Como estabelecer relacionamentos mais saudáveis?

As entrevistadas concordam que a ferramenta mais saudável é o autoconhecimento. A professora psicanalista Caroline afirma que para alcançar o autoconhecimento é necessário análise ou terapia. “É a partir do momento que você se conhece, sabe o que está repetindo,do que está fugindo, que padrões de sintomas está construindo”, esclarece.

Em seguida, Marcia Borges Esteves diz que é preciso trabalhar para mudar crenças limitantes e cultivar autoestima saudável. “A terapia e a mindfulness são duas maneiras para ajudar a aumentar a consciência emocional e orientar para abordar questões profundas”, reforça a profissional.

Na meditação Mindfulness se busca uma atenção plena e sem julgamentos no momento presente, no aqui e agora. A atenção plena é benéfica principalmente para o sistema atencional. Com a prática de direcionar a atenção para o interno, o indivíduo consegue fazer o mesmo para as atividades externas do dia a dia.

Ao mesmo tempo, para ter um relacionamento saudável tem que ter comunicação aberta, respeito mútuo e autocuidado. Crescer como indivíduo é a base para ter um boa relação com a sua dupla.

Para a terapeuta Ebinger, um outro ponto relevante é a criação da consciência. “Quando você olha para dentro, tem muito mais chance de saber o que está acontecendo e porque está acontecendo, além de saber qual é a necessidade da repetição”, explica. 

“Alguns indivíduos ou famílias repetem os padrões por questão de lealdade. Meu pai disse que era assim, tenho que honrar o meu pai. Precisamos entender que os pais não são detentores da verdade. Eles fizeram o que podiam, mas cometeram vários erros, e a nossa oportunidade é agora, depois de crescer e aprender, para fazer escolhas. Claro que as pessoas vão fazer baseado nos padrões que conhecem. A convivência com outras pessoas, o aprendizado, o estudo nos leva a questionar e conhecer novas alternativas”, pondera Ebinger.
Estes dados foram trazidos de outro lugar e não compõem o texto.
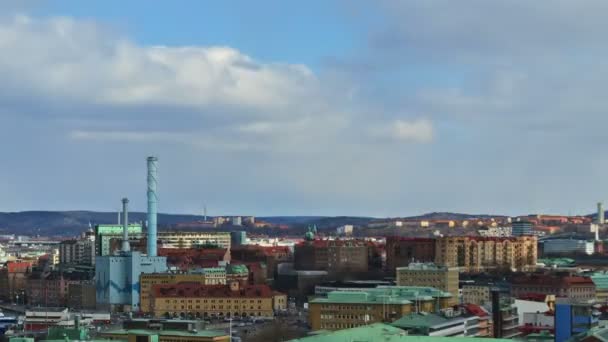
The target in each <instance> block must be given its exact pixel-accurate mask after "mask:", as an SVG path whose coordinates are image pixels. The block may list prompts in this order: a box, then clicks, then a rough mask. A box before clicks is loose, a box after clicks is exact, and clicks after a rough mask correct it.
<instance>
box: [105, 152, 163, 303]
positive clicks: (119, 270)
mask: <svg viewBox="0 0 608 342" xmlns="http://www.w3.org/2000/svg"><path fill="white" fill-rule="evenodd" d="M156 162H157V159H156V158H155V157H148V159H147V166H148V177H147V181H148V191H147V197H148V226H147V229H148V249H147V251H148V255H143V254H142V253H140V252H132V251H130V246H129V229H128V228H129V221H128V208H127V206H128V202H129V200H128V199H126V198H124V199H123V201H122V203H123V241H122V250H121V252H120V253H119V254H117V255H105V256H99V257H97V258H96V260H95V279H96V285H97V293H96V301H97V307H98V308H104V309H110V310H111V311H139V310H140V305H139V304H140V303H139V301H140V283H139V278H140V275H141V274H142V273H162V272H166V271H167V259H166V257H162V256H157V255H156V241H157V237H156V216H157V196H156V173H157V167H156Z"/></svg>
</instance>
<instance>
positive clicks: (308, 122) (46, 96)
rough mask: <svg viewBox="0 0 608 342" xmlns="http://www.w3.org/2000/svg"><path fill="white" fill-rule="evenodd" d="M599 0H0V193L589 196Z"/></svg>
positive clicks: (491, 201)
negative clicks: (153, 178) (223, 1)
mask: <svg viewBox="0 0 608 342" xmlns="http://www.w3.org/2000/svg"><path fill="white" fill-rule="evenodd" d="M235 4H236V6H235ZM119 9H120V10H119ZM607 9H608V4H607V3H605V2H602V1H595V0H594V1H589V2H585V3H584V4H582V3H577V2H569V1H557V2H554V3H553V4H552V6H547V5H546V3H544V4H543V3H540V2H529V1H515V2H505V1H497V2H491V3H488V2H484V1H479V0H472V1H466V2H464V3H459V4H455V3H454V2H452V1H447V0H445V1H409V2H397V1H379V2H374V3H373V4H372V3H368V2H362V1H354V2H346V1H332V2H327V1H311V2H306V3H305V4H304V3H302V4H290V5H287V4H285V3H283V2H280V1H268V2H262V3H256V4H255V5H254V4H251V3H248V2H238V1H237V2H235V3H232V4H231V5H228V4H214V5H209V4H202V3H199V2H196V1H184V2H182V3H181V5H180V6H177V5H175V4H172V3H163V4H155V5H153V6H152V5H147V4H146V3H144V2H143V1H132V2H129V3H128V4H124V6H120V7H117V6H114V5H112V4H109V3H105V2H94V3H87V4H86V5H84V4H83V3H82V2H78V1H67V0H66V1H54V2H36V1H25V2H17V1H8V2H3V3H2V4H0V12H1V13H2V14H1V15H0V47H1V48H2V51H3V54H4V57H3V58H2V59H0V75H2V80H0V145H1V146H2V149H1V151H2V152H3V153H2V155H3V165H4V166H3V167H0V192H1V193H2V194H4V196H2V198H0V212H11V211H25V210H95V211H113V210H117V209H118V206H119V199H120V198H121V197H124V196H126V197H129V199H130V200H131V201H132V208H133V210H134V211H144V210H145V205H146V200H145V195H146V194H145V163H144V162H143V161H144V160H145V158H146V156H148V155H157V156H158V157H159V162H160V167H159V178H160V183H159V184H160V185H159V211H160V212H163V213H193V214H200V213H201V212H202V208H203V205H205V204H206V205H207V207H208V209H209V214H210V215H213V214H218V213H221V214H235V213H247V214H248V213H251V214H252V215H259V216H271V215H322V216H335V215H355V216H373V217H391V216H410V215H417V214H422V213H427V212H433V211H449V212H464V213H488V214H504V215H513V216H514V215H523V214H527V213H549V214H589V213H593V212H594V209H593V208H594V204H595V202H597V201H604V202H605V201H606V200H608V196H607V195H604V194H608V181H606V180H605V177H602V171H603V169H604V168H605V166H607V164H608V163H607V162H606V161H604V160H603V158H602V157H601V156H602V151H603V149H604V148H605V142H603V140H602V136H603V127H605V126H606V124H608V119H606V117H605V115H603V113H604V112H605V111H606V110H607V109H608V104H607V103H605V101H603V96H602V95H603V94H602V91H601V89H602V81H603V79H604V78H605V77H604V76H605V75H606V74H607V73H608V65H607V64H606V62H604V61H603V60H602V59H601V55H602V54H603V53H604V52H605V49H606V48H604V47H603V44H602V41H601V39H602V38H603V36H604V34H603V33H605V32H606V30H607V29H608V27H606V24H605V23H604V20H603V17H602V13H603V12H604V11H605V10H607Z"/></svg>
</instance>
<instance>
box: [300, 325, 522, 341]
mask: <svg viewBox="0 0 608 342" xmlns="http://www.w3.org/2000/svg"><path fill="white" fill-rule="evenodd" d="M352 341H357V342H374V341H384V342H453V341H454V338H453V337H429V336H408V335H407V333H406V332H405V331H403V330H401V329H399V328H396V327H393V326H390V325H387V324H382V323H376V324H370V325H366V326H362V327H358V328H352V329H344V330H338V331H333V332H326V333H319V334H316V335H314V336H309V337H304V338H301V339H296V340H291V342H352ZM457 341H458V342H479V338H470V337H459V338H458V340H457ZM484 341H486V342H492V341H504V342H507V341H510V340H506V339H495V338H487V339H484Z"/></svg>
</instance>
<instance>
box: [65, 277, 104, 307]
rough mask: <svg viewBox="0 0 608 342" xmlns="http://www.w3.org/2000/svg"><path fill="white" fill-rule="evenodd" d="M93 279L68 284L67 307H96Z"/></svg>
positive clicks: (94, 285)
mask: <svg viewBox="0 0 608 342" xmlns="http://www.w3.org/2000/svg"><path fill="white" fill-rule="evenodd" d="M96 291H97V289H96V288H95V282H94V281H86V282H81V283H74V284H69V285H68V303H67V304H68V308H70V309H73V310H79V311H82V310H95V309H96V308H97V301H96Z"/></svg>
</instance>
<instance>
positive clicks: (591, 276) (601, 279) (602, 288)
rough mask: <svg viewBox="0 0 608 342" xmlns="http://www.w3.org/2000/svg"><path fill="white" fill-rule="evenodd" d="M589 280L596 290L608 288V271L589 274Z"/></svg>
mask: <svg viewBox="0 0 608 342" xmlns="http://www.w3.org/2000/svg"><path fill="white" fill-rule="evenodd" d="M591 280H592V281H593V284H595V287H596V289H598V290H608V273H604V272H596V273H593V274H592V275H591Z"/></svg>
Contudo, ao invés de encarar o “Namoro Déjà Vu”  como algo negativo, é importante enxergá-lo como um tipo de crescimento pessoal. Cada experiência, mesmo sendo familiar, mostra algo sobre cada um. Esse tipo de namoro não é um obstáculo, mas um convite para a autorreflexão. Cada encontro, cada revés e cada momento de amor moldam os humanos. A chave é aprender com o passado, compreender as razões por trás das escolhas para transformar o familiar em algo novo e significativo.